The project is the first redesign of the entire park since its creation. The late W.P. Bridges Sr. donated the tract to the city for a green space in the 1970s.
Virgi Lindsay, who represents Ward 7, said the improvements LeFleur East Foundation plans to make show what collaboration can accomplish. “We need as much assistance as possible from the public with our parks,” she said.
So far, the foundation has converted some tennis courts into pickleball courts, resurfaced four tennis courts and had trees that were in danger of falling cut. The foundation also paid for security at the park for several months.
The foundation is working with Belhaven University, which uses Parham Bridges as its home courts, to put in new windscreens that feature a Belhaven logo. New windscreens for 12 tennis courts would cost about $25,000, Hays said.
When additional funds are raised, additional tennis courts will get a new surface, he said.
Hinds County Supervisor Robert Graham, who represents District 1, has committed to resurfacing the main parking lot at the park, and the Walker Foundation has given the foundation a $25,000 grant to help pay for a gate for the entrance so that it can be secured, Hays said.
The master plan, estimated to cost $9.6 million to implement in its entirety, is being phase in as donations allow.
The master plan calls for fencing the perimeter of the park as a safety measure so it can be locked after hours, removing the existing clubhouse to make space for a pop-up vendor area and building a new clubhouse with an outdoor event space and reconfiguring the entrances to the park. The master plan also includes making drainage improvements, adding a canopy to the children’s playground to block the sun, creating a sculpture garden and expanding the walking trail to the nearby Willie Morris Library.
Plans are still in place for Park Golf to build a three-hole, mini golf course west of the playground at Parham Bridges. The mini golf project, estimated to cost $300,000 to $500,000, celebrated a groundbreaking in October 2023 but no work has been done.
The Greater Belhaven Foundation provides support for Laurel Street Park at 1841 Laurel St., Belhaven Park at 1000 Poplar Boulevard, Belhaven Heights Park at 731 Madison St. and the Belhaven Mountain Bike Trails.
The Greater Belhaven Foundation pays for the parks to be mowed, even though the city occasionally handles the task, said Mary Alex Thigpen, executive director of the foundation.
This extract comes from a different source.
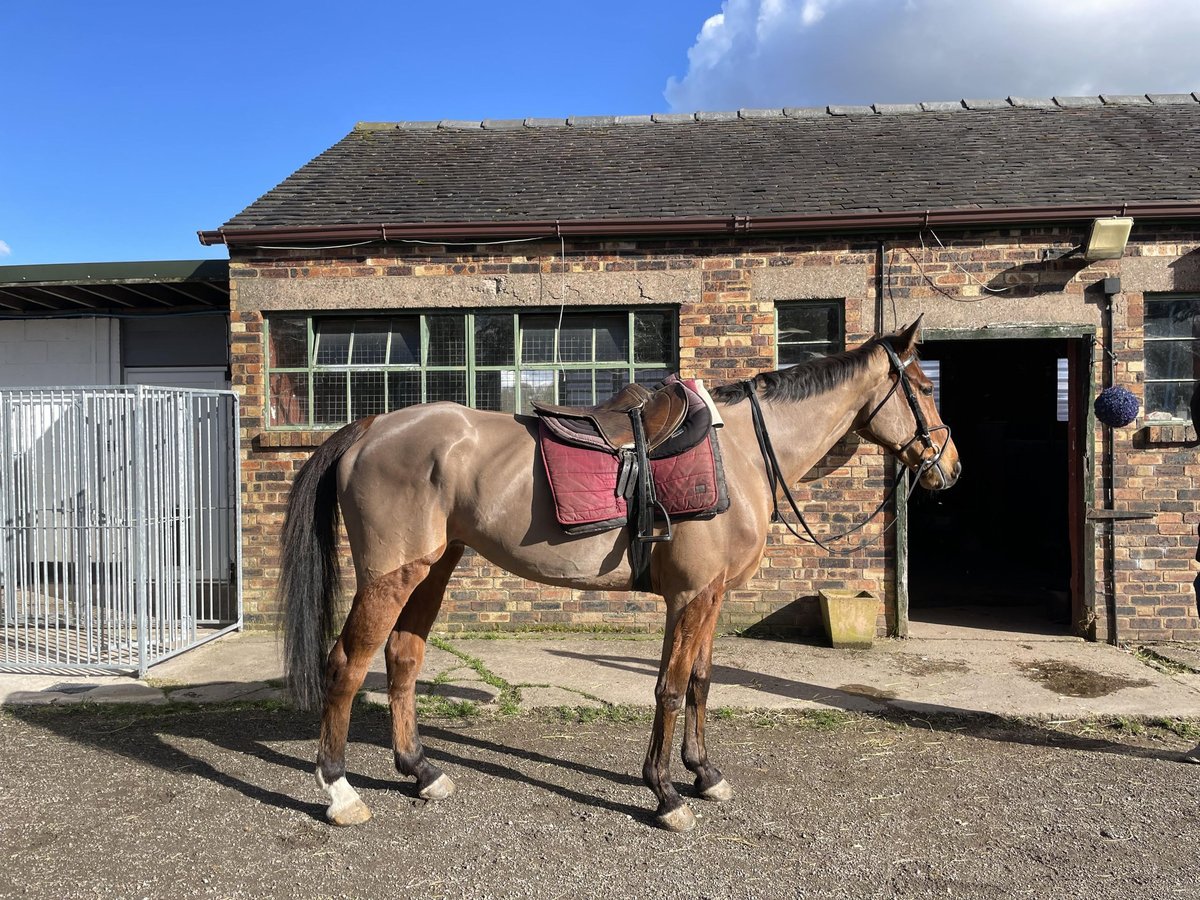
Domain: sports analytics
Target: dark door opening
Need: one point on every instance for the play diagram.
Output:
(995, 552)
The parks are an amenity valued by Belhaven residents, who through the years have raised funds to add equipment and use their time to maintain them. “We want to maintain the green spaces because they’re part of the neighborhood’s quality of life,” she said.
Families regularly gather at the Laurel Street Park so their children can enjoy the playground and the foundation schedules gatherings at them.
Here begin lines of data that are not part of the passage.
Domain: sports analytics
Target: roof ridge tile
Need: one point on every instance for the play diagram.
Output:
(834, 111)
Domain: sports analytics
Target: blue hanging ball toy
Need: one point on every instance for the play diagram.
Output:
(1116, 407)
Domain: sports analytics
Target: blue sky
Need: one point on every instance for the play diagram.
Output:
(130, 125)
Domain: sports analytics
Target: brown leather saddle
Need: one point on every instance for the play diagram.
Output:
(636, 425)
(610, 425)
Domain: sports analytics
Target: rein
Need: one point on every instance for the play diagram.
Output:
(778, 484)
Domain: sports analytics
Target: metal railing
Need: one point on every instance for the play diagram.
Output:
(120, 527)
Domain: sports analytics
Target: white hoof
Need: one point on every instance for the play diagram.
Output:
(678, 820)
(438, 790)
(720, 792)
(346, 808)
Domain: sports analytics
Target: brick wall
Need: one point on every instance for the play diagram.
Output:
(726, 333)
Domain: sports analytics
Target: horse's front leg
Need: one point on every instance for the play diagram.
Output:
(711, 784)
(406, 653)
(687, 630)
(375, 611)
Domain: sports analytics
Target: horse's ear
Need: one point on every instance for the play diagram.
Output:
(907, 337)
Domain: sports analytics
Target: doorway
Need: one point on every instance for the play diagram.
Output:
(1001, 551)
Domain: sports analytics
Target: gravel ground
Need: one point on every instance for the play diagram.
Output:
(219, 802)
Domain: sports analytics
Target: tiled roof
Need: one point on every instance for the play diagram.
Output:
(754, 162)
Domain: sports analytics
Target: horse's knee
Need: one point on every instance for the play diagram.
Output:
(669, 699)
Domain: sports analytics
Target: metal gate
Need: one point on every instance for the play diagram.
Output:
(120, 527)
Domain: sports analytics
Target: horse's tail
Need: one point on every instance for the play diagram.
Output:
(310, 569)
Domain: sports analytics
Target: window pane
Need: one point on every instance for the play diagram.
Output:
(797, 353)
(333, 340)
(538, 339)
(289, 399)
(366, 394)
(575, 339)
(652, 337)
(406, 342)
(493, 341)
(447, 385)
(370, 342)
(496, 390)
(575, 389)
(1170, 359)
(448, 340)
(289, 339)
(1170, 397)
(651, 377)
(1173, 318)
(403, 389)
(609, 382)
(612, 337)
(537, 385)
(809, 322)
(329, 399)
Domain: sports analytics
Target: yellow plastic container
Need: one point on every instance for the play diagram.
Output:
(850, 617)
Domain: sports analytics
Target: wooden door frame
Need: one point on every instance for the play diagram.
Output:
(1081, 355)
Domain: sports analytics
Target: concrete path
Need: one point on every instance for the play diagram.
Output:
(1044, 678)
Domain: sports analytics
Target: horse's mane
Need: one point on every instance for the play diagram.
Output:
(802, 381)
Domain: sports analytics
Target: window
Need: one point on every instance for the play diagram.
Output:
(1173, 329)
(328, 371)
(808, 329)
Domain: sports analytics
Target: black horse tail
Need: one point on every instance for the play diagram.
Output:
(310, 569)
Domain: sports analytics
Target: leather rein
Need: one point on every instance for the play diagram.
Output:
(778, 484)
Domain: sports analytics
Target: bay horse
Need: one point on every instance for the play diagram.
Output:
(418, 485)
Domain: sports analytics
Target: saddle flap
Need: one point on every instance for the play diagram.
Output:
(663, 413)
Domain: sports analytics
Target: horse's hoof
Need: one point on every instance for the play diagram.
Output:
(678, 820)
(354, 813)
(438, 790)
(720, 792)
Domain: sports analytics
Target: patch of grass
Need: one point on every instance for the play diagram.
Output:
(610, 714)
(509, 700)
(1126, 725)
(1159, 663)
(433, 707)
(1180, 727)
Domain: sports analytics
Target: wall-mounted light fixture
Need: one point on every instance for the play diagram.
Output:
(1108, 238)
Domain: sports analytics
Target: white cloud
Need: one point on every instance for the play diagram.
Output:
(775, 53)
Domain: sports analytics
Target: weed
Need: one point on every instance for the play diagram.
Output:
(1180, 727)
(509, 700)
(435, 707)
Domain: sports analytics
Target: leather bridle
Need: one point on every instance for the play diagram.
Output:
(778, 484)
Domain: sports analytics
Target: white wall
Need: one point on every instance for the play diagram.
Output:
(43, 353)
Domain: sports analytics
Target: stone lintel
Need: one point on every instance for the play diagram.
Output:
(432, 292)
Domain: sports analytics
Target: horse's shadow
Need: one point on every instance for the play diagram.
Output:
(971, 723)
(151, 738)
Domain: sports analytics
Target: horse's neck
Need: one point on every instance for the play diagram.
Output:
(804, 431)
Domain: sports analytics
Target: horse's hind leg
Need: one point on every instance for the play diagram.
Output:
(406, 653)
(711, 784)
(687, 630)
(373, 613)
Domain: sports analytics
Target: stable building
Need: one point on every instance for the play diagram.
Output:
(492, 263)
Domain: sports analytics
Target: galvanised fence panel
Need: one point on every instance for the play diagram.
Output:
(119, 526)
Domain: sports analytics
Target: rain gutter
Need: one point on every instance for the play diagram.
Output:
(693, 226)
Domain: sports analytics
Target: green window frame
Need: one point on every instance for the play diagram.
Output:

Through the years, the Belhaven Garden Club and Friends of Laurel Park have played a significant role in raising funds to upgrade Laurel Street Park.
In the last year, the Greater Belhaven Foundation collaborated with the National Fitness Campaign, the city of Jackson, the Jackson Heart Foundation, the Community Foundation of Mississippi and other partners for the installation of a Keith Haring Fitness Court at Belhaven Heights Park, she said. It’s the only Keith Haring Fitness Court, which combines an art installation with fitness equipment in the city.
The Belhaven foundation also installed a connector trail between the Keith Haring Fitness Court and the Museum Trail so the fitness court can be easily accessed from the trail, she said.
At Laurel Street Park, the foundation installed new playground equipment and added mulch and sand, she said. At Belhaven Park, six new vandal-proof lighting bollards were installed.
The Foundation Renaissance Foundation was instrumental in improvements to a green space on Northview Drive and Dunbar Streets that was once known as Cherokee Heights Park but was renamed Fondren Park in 2011.
The Fondren Renaissance Foundation received a $588,000 grant from the U.S. Department of Housing and Urban Development in 2007. The foundation used the funds to add a pavilion, playground equipment, picnic tables, new lighting, parking spaces and a walking trail in 2011.
The city of Jackson now maintains Fondren Park.